Bさん 「ロールモデルが欲しい。何歳でこんな仕事ができるようになり、何歳で学びきって次へといったお手本がいないのが悩み」
Aさん 「勤務先はリモートワークができるしフレックスでいつ出社してもいい。でも将来の育休・産休がちょっと不安かな。自分がそうなったときに仕事モードは『お休み』といった感じにはなりたくない。休職中に大学院に通うなどスキルアップに取り組み、戻ってきたらパワーアップしていたとなればいい」
Eさん 「私は自分にしかできない仕事をしつつ、子どもも大事に育てているロールモデルと思える人にもっと出会いたい。そういう人を知るきっかけや場があったらいいと思う」
理想の働き方、最多は「家庭重視の正規雇用」
日本経済新聞社と日経リサーチが共同で実施した「仕事とワークライフバランスに関する調査」で理想の働き方を聞くと平成生まれの20代女性は「結婚や育児を経験し正社員・正規職員でできるだけ長く働き続ける」という家庭重視の正規雇用派が37.3%でトップ。「正社員・正規職員で働き続け仕事重視で生きる」という仕事命派(24.1%)を10ポイント以上上回った。

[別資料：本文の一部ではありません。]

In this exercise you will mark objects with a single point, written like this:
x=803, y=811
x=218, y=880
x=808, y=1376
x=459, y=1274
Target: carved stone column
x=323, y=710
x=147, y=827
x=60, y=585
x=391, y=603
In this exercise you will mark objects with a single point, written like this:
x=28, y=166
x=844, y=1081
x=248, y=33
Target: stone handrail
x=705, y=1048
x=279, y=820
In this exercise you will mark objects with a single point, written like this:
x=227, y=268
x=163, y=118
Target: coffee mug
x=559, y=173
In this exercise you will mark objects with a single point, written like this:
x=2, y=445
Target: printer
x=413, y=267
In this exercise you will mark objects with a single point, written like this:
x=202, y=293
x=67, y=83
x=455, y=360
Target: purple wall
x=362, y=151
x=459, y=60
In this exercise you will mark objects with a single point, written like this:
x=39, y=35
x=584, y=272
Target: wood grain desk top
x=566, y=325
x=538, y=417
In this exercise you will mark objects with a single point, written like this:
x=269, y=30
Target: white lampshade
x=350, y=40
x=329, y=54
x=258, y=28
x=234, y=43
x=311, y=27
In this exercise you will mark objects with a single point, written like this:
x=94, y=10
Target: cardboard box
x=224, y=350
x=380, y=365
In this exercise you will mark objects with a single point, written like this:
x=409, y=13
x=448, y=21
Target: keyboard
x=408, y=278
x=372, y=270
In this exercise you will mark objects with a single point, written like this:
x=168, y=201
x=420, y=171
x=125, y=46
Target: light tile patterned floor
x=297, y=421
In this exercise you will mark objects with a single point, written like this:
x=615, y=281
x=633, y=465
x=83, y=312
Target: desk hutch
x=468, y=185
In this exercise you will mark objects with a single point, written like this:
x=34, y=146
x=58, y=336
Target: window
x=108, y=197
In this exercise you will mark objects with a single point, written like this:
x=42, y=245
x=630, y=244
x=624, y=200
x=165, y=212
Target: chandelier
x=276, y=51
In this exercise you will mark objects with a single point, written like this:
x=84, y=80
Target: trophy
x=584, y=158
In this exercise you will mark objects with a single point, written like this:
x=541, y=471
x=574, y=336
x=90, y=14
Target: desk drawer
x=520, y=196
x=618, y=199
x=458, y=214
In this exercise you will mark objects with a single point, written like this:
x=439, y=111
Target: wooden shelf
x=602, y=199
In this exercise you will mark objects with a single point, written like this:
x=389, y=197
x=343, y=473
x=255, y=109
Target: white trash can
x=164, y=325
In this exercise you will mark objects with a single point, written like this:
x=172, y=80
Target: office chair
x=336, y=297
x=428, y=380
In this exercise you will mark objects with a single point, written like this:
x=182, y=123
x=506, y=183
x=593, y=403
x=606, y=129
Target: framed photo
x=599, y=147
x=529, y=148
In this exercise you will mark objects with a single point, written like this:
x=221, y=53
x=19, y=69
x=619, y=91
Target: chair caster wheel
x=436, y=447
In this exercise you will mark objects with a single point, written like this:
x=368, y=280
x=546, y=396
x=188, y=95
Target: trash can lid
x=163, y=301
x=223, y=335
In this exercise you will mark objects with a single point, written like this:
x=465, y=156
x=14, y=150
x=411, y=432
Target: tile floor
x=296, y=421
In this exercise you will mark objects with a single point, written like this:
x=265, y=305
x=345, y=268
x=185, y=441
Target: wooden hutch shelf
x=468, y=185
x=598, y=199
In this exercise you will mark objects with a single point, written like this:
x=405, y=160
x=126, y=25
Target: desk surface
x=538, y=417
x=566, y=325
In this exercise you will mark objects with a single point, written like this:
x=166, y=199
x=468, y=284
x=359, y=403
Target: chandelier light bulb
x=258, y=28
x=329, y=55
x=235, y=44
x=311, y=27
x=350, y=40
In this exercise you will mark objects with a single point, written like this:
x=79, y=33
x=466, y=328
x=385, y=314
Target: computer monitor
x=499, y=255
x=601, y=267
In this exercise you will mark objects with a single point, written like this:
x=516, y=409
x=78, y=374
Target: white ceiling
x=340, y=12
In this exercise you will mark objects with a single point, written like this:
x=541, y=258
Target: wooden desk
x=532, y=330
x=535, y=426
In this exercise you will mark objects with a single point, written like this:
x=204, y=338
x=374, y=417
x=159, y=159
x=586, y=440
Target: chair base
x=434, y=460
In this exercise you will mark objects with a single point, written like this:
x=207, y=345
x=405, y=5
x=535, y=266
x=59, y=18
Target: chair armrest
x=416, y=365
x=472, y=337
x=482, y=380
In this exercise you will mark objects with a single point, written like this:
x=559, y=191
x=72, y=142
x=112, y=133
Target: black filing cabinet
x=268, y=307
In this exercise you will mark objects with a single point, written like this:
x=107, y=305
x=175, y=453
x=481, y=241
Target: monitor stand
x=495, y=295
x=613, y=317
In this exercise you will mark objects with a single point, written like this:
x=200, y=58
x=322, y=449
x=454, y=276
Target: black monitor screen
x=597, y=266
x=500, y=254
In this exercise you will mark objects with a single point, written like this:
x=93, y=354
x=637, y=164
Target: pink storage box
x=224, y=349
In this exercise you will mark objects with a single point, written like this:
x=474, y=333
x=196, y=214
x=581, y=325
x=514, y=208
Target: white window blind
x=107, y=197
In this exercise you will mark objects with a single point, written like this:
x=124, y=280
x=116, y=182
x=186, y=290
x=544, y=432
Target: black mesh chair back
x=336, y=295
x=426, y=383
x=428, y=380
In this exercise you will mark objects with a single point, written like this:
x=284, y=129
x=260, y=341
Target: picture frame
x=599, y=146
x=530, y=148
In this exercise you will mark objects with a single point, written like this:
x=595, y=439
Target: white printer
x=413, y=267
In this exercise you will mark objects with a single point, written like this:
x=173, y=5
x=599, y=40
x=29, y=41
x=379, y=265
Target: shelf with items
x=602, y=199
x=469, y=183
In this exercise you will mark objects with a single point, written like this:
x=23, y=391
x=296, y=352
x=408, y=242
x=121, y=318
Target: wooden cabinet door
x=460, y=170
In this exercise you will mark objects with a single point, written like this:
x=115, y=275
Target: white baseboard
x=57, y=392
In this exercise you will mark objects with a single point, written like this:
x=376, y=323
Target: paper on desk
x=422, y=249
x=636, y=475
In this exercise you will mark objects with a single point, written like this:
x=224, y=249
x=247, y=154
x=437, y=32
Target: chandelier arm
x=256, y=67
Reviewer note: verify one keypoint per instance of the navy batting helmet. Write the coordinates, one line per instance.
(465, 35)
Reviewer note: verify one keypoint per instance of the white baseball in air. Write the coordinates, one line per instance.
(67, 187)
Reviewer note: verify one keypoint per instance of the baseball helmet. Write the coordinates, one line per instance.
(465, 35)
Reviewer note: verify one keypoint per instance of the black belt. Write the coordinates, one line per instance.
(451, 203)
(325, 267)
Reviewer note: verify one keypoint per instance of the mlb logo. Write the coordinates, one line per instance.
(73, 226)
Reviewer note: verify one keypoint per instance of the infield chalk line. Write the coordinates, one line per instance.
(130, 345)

全体でも32%でトップになった家庭重視の正規雇用派の割合は、結婚や妊娠・出産の現実感が増す30代前半女性が45.1%と高い。ただ、女性の活躍推進に詳しい三菱UFJリサーチ&コンサルティングの矢島洋子・執行役員は「最近は大企業でも入社2、3年目で出産する人が出てきた」と語る。

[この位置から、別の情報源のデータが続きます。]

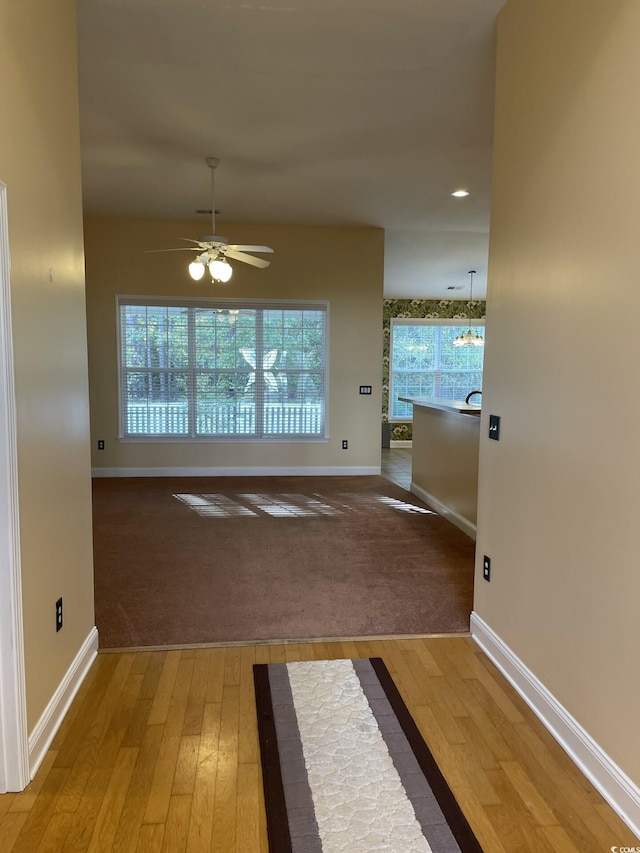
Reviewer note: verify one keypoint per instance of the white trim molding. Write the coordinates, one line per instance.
(14, 768)
(454, 517)
(622, 794)
(328, 471)
(49, 723)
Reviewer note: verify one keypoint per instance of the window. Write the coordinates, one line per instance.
(424, 363)
(220, 369)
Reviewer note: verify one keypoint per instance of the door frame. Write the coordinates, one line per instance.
(14, 744)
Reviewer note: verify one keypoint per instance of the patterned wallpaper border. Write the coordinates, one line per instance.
(431, 309)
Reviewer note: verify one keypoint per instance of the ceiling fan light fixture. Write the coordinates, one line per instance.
(196, 270)
(220, 270)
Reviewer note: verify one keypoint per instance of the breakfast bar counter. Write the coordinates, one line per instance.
(444, 470)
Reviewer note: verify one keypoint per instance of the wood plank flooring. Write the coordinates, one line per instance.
(159, 752)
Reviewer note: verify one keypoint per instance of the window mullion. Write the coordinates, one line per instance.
(192, 402)
(259, 383)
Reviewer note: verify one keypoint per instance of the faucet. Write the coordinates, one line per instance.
(470, 395)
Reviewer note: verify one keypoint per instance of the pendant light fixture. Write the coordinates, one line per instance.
(468, 339)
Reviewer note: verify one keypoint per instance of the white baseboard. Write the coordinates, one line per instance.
(320, 471)
(49, 723)
(622, 794)
(455, 518)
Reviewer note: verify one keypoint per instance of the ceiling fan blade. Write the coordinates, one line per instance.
(251, 248)
(247, 259)
(183, 249)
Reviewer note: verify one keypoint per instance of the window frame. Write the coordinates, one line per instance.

変化を促したのは、企業に育児のための短時間勤務制度の導入を義務づけた2010年施行の改正育児・介護休業法だと矢島さんは指摘する。厚生労働省の雇用均等基本調査によると、同制度がある事業所は08年度の38.9%から17年度は66.4%に25ポイント以上上昇。「短時間勤務が普及し、『育児で時間の制約があっても、働き続けられるんだ』と若い女性たちの意識が変わった」(矢島さん)
妊娠後もキャリアを積めるようになり、「長く働き続けることを見越して若いうちにスキルアップしようとする女性が増えている」(同)。結婚・出産などのライフイベントを早く迎えて先々の昇進・昇格に備える人も。一方で最初の出産が早まって2人目、3人目で再び育休や短時間勤務となり、キャリアへの意欲を失う人もいる。矢島さんは「短時間勤務者ら、時間に制約のある社員の戦力化が急務」として仕事の与え方や能力評価の見直しの必要性を説く。
調査は11月22~26日、20~49歳の正社員・正規職員の男女775人にインターネットで聞いた。仕事に「満足/まあ満足」の20代女性は65.1%。満足度の要因(複数回答)の首位はこの層のみ「職場の人間関係」(41%)、他層は軒並み「収入」(全体は40.9%)が占めた。20代男性が妻・パートナーの想定で答えた女性の理想の働き方は仕事命派が38.1%で最多。